Robert Clive was the son of a Shropshire squire, and was educated at the little school in the Cheshire village of Allostock. Clive went to India and became a soldier. The English and French were fighting for the mastery of India, and it is to Clive's victories that we owe in a great measure our Indian Empire.
In the last few years of the eighteenth century the dangers which threatened England from France were much nearer home. In 1794 King George the Third was obliged to ask Parliament for a large increase in our home army. Cheshire raised a regiment of six troops, with Colonel Leicester, of Tabley Hall, as its commander.

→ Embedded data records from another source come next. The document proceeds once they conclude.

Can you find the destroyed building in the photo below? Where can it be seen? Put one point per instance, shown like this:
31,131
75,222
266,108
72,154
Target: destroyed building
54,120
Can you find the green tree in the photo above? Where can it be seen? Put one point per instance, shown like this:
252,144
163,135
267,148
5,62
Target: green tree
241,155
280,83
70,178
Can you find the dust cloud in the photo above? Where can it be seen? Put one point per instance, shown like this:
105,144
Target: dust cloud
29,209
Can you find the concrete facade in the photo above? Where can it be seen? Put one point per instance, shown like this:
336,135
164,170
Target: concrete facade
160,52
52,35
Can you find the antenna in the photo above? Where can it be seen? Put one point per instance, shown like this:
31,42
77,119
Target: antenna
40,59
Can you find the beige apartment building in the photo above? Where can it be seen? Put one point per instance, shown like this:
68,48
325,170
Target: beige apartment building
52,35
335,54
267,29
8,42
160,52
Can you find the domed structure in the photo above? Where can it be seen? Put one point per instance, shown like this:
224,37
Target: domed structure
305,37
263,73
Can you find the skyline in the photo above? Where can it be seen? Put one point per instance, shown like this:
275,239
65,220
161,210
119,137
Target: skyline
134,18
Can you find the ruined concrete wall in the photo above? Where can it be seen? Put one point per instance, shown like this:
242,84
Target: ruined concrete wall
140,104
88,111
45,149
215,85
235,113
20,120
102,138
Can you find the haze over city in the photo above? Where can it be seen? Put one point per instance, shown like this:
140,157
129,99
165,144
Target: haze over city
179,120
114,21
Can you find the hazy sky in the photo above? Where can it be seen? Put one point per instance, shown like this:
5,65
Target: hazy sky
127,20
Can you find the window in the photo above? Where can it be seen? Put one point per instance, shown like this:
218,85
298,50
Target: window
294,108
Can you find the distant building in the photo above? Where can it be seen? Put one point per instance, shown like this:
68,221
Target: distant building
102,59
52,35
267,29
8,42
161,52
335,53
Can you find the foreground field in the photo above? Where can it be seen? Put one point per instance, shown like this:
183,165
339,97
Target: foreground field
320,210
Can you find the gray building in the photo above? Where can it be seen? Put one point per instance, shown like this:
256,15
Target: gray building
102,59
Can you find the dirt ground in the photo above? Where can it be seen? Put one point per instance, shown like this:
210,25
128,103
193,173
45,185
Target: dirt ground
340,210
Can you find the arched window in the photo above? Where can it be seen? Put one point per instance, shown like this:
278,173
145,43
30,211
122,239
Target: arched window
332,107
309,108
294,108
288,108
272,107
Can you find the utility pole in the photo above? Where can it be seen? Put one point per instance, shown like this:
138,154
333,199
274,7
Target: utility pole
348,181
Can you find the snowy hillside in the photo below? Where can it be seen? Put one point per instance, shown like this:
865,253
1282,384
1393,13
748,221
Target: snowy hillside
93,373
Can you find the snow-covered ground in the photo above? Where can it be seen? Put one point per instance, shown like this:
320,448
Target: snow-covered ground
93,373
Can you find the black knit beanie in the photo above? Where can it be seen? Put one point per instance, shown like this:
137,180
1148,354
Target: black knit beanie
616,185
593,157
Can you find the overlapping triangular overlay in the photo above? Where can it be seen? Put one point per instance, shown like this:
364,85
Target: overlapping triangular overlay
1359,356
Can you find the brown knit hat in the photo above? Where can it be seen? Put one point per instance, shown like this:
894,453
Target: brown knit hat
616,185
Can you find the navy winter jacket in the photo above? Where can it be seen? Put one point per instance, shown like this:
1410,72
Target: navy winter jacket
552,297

Shortly afterwards a call for Volunteers was made in Cheshire, as in other parts of the country, to defend the shores of our own land from attack. The armies of Napoleon were conquering everywhere, and an invasion of England was expected. Knutsford Heath presented the same busy scene that it had done 150 years before, when Lambert's troops were encamped upon it. For Knutsford was the appointed meeting-place of all the Cheshire forces—Militia, Yeomanry, and Volunteers—and the beacon that was kept in readiness on Alderley Edge was to give the signal.
The danger was not over for many years, for the war lasted well into the nineteenth century, ending only when Napoleon and the French were defeated by Wellington at the battle of Waterloo. Duke Street and Wellington Street in Stockport keep alive the memory of the 'Iron Duke', Napoleon's conqueror.
A friend of the Duke of Wellington was Stapleton Cotton, Viscount Combermere, whose statue stands in front of the gates of Chester Castle. He was a descendant of the Cotton to whom the Abbey of Combermere was given when Henry the Eighth plundered the Cheshire monasteries. The Duke of Wellington frequently stayed at Combermere; on one of his visits he planted an oak tree which you may still see in the Park. On the tomb of Stapleton Cotton in Wrenbury Church you may read the names of the many battles in which this gallant soldier took part.
The wars of the eighteenth century and the final struggle with Napoleon would have ruined this country but for a great increase in the wealth of the people, which made them able to bear the cost.